観客の集まる集落の中央広場にて、カルシャは槍を構えて立つ。


「いつでもかかって来なさいよ」


「強くなった僕を見せてやるっす!」


対峙するはエリス。


カルシャがエリスの姿を模倣しているため、傍目には同じ姿のウェアウルフが同じ武器をもっているように見える。


ツワブキ直伝の棒術派生。


ミスリルの槍と結晶の槍。


先手。


一足飛びに距離を詰めるのはエリスだった。


材質、性質は違えど同じ師を持つ二人の穂先は、即座に交錯する。


突き、払い、弾き、流し、叩きつけに体術。


ツワブキという基本形を持ちながらも、カルシャとエリスの体捌きは殆ど別物だ。


エリスの動きは全体的に大きく、カルシャは細かい。


扱うギフトの違いだ。


エリスは獣化する事で能力を上げて戦うのに対して、カルシャは純粋に人型。力ずくでは限界があるため、端から技量重視でカウンター型なのだ。


薙ぎ払いを主軸に突きを織り交ぜるエリスに対して、カルシャは最小限の動きで躱し、または跳ね上げて反らす。

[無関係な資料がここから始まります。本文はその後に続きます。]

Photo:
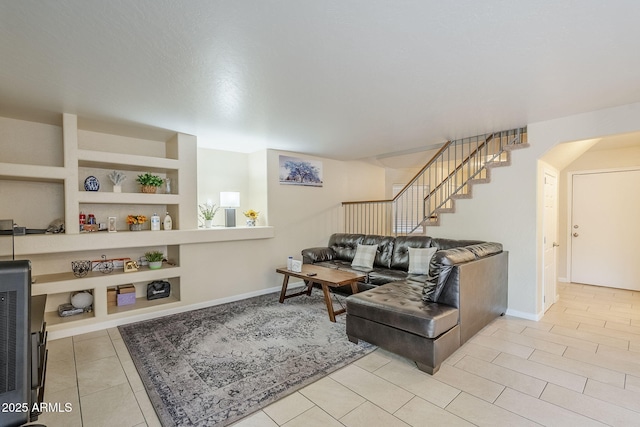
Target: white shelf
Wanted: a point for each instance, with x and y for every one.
(55, 322)
(67, 282)
(106, 160)
(22, 172)
(140, 305)
(57, 243)
(104, 197)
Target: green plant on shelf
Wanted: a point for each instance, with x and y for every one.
(208, 211)
(154, 256)
(147, 179)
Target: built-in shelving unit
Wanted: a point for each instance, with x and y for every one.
(53, 186)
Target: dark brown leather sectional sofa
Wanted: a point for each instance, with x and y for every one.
(390, 310)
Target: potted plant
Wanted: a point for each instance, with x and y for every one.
(207, 212)
(252, 217)
(149, 182)
(117, 178)
(155, 259)
(136, 221)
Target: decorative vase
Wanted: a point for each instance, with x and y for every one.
(149, 189)
(91, 183)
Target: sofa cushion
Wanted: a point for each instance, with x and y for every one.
(380, 276)
(385, 249)
(400, 257)
(365, 256)
(419, 259)
(344, 245)
(400, 305)
(482, 250)
(443, 244)
(440, 268)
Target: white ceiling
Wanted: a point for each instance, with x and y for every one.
(340, 79)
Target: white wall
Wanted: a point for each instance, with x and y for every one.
(302, 216)
(509, 209)
(589, 161)
(45, 201)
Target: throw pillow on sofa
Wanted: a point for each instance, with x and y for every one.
(365, 256)
(419, 259)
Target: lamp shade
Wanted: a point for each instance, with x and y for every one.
(229, 199)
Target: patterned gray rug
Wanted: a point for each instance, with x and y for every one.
(213, 366)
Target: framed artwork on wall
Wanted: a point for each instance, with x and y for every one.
(296, 171)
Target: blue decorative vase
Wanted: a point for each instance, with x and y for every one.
(91, 183)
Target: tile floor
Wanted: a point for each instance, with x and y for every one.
(578, 366)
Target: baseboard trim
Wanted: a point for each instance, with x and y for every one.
(524, 315)
(53, 335)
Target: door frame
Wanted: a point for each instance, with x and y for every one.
(570, 175)
(548, 170)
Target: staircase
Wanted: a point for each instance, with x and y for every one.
(448, 176)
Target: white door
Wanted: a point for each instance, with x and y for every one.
(605, 229)
(550, 227)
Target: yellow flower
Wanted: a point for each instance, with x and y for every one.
(251, 214)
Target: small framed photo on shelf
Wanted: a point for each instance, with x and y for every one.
(112, 224)
(130, 266)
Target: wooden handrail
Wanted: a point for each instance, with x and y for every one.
(429, 163)
(367, 201)
(411, 181)
(461, 165)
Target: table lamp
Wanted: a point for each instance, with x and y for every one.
(229, 200)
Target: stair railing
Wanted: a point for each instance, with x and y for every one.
(448, 175)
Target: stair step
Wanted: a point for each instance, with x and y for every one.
(511, 147)
(445, 210)
(466, 195)
(480, 180)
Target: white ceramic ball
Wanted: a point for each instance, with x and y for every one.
(82, 300)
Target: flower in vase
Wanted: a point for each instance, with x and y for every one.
(136, 219)
(251, 214)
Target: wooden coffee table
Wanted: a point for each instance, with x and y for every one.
(326, 278)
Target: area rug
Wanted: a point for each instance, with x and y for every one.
(213, 366)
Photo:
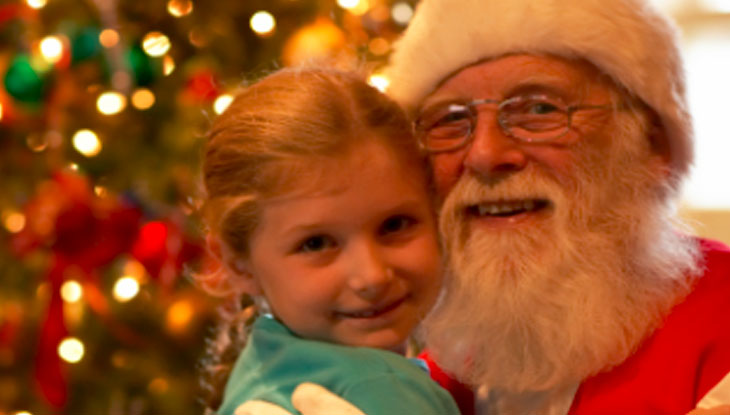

隙が生まれるまで粘って突きをだし、旗を拡げて視界を奪うカルシャ。


エリスが野生の勘で飛び退くと、そこを目掛けて蹴りが飛ぶ。


下手な連撃には行かない。


結果、カルシャにはエリスが付け入る隙が無い。


力量差は歴然だった。


数合を経て、エリスは呆気なく追い詰められ、試合が終わる。


「確かに強くなったわ。でも、まだ足りないわね」


「これでも足元にも及ばないとか、正直凹むっす」


尻もちついたエリスに手を伸ばすと、エリスは手を取って立ち上がる。


「ギフト併用したらかなり良いとこまで来てると思うわ」


「そうっすかねぇ?これだけ完敗すると自信ないっす」


そこにツワブキが近付いてくる。


「いやはや、二人共強くなってるでござるなぁ。師として誇らしいでござるよ」


手放しの称賛だった。


だったのだが。


「「胡散臭」」


まずそのニヘラ笑いを止めろ。


もうなんか全てがモヤモヤだぞ、そこの隠密。


「酷いでござるなぁ、褒めてるのに」


「全く傷付いてない風なのが胡散臭いって言ってんのよ」


まぁいいわ。


エリスの鍛錬具合も確認できたし。


私もサボってないで鍛錬しとかなきゃな。


で、戦闘部隊の方の報告を聞かせてもらおうか。


「ツワブキ、戦闘部隊について報告してくれる?」


「御意」


今の戦闘部隊は3人1組が5つ。


ウェアウルフ3体のチームならば、強大なモンスター相手でもなんとか戦える。少なくとも瞬殺は無い。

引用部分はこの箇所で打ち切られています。